Levels of IL-6 and TNF-α in MSC2 cells treated with OSU-53. MSC2 cells were treated with the indicated doses of OSU-53 for 12 h, following which the cell free supernatant were collected and analyzed for levels of TNF-α and IL-6 by ELISA. (A) TNFα (pg/mL). (B) IL-6 (pg/mL).

Figure 6.

OSU-53 reduces MDSC mediated suppression of T-cell proliferation. MDSC isolated from tumor-bearing mice were treated with indicated doses DMSO or OSU-53 and co-cultured (2:1) with CFSE-labeled T cells activated with anti-CD3/CD28 beads for 3-days and proliferation was assessed by flow cytometry for CFSE staining. Cells were stained with anti-CD4+ or anti-CD8+ antibodies. Shown are representative histogram (left panels) and bar graphs (right panels). Results are from one representative experiment.

Figure 7.

OSU-53 reduces MDSC frequency in tumor-bearing mice. Female Balb/c mice were inoculated with EMT-6-HER2 breast cancer cells in the mammary fat pad.
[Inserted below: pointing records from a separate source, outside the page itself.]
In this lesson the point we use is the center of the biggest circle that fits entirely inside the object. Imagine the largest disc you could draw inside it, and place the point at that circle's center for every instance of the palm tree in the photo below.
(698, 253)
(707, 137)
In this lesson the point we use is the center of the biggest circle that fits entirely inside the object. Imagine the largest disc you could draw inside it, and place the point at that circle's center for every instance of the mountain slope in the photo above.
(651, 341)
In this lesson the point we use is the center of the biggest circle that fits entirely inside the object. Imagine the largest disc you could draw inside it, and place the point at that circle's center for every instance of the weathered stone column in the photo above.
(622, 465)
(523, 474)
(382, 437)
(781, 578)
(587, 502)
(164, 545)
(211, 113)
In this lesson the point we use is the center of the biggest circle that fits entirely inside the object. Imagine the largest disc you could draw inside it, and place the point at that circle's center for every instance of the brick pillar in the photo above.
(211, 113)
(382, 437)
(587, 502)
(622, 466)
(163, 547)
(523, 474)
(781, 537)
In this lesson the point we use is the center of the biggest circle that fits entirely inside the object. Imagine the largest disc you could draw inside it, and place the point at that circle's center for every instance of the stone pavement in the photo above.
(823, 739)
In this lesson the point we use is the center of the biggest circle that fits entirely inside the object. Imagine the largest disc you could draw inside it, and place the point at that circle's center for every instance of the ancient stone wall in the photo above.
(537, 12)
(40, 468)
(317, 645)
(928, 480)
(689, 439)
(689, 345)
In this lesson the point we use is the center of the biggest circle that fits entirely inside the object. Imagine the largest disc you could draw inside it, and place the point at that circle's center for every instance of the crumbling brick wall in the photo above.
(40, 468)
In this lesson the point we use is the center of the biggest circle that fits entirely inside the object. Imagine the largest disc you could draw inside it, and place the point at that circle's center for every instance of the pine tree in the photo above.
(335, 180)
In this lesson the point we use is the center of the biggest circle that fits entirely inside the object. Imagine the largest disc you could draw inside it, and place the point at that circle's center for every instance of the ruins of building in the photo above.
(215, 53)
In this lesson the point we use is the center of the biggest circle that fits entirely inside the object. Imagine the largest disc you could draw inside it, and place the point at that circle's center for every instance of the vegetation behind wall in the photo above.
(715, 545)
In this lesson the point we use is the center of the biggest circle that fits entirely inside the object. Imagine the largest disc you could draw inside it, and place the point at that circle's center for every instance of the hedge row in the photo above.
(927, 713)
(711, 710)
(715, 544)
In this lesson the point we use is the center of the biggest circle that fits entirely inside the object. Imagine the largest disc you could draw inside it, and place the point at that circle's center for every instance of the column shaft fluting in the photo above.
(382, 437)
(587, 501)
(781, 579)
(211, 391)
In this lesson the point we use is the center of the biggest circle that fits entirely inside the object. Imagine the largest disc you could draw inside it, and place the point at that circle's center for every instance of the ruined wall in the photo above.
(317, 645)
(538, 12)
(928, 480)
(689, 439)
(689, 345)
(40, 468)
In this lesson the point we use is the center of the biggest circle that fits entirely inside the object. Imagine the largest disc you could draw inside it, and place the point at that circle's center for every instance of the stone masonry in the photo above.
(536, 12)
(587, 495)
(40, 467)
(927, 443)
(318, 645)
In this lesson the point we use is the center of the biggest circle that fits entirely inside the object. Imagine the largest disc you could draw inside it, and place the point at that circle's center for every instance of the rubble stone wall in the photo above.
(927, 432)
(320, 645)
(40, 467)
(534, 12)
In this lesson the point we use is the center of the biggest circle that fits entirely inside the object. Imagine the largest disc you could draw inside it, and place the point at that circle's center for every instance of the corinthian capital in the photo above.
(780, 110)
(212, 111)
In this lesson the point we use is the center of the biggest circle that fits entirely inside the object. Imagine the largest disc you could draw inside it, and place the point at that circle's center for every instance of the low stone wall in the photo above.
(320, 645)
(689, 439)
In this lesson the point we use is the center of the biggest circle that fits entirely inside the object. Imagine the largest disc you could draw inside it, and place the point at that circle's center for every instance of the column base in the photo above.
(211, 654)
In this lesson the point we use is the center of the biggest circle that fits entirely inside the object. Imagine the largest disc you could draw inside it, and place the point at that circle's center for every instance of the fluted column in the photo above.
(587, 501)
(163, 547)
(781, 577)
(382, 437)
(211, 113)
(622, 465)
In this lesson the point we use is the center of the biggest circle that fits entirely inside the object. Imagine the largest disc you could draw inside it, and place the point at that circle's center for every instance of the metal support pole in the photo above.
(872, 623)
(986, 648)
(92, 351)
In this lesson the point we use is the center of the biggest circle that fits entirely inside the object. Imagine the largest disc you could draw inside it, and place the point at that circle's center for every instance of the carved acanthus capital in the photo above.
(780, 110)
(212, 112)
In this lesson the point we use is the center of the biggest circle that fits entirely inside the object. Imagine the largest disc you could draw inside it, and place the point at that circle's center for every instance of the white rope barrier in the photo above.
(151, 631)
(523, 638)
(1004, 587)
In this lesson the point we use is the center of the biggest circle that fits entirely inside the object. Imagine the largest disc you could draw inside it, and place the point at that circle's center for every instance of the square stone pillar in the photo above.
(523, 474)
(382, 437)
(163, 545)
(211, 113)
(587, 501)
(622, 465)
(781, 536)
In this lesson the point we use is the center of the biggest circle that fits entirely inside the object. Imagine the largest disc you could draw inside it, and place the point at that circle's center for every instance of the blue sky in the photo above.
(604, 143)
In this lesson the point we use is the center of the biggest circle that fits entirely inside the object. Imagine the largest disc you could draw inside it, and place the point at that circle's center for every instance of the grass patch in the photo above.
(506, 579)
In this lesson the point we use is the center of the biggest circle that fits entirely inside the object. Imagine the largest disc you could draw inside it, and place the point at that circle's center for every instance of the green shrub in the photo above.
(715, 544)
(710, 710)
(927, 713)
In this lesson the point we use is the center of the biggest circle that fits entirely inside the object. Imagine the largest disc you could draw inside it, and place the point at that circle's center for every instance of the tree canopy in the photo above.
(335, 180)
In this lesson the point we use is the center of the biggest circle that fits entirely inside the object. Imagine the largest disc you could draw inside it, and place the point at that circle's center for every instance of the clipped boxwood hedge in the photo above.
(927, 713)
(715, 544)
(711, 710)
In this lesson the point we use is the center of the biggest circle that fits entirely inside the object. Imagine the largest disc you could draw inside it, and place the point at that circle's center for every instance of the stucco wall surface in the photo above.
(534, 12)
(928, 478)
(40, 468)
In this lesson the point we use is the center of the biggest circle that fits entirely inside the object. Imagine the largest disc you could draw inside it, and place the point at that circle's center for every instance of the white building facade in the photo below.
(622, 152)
The mice received OSU-53 (100 mg/kg) or vehicle via oral gavage for a period of 2 weeks. (A) Tumor growth in mice treated with OSU-53 or vehicle. (B) Weight of spleens from mice (C–D) FACS analysis of splenocytes and single cell suspensions prepared from tumors stained with CD11b and Gr1 and antibodies. Each group consisted of five mice. Values are the mean ± SE of tumor volumes at each time point, (p < 0.05).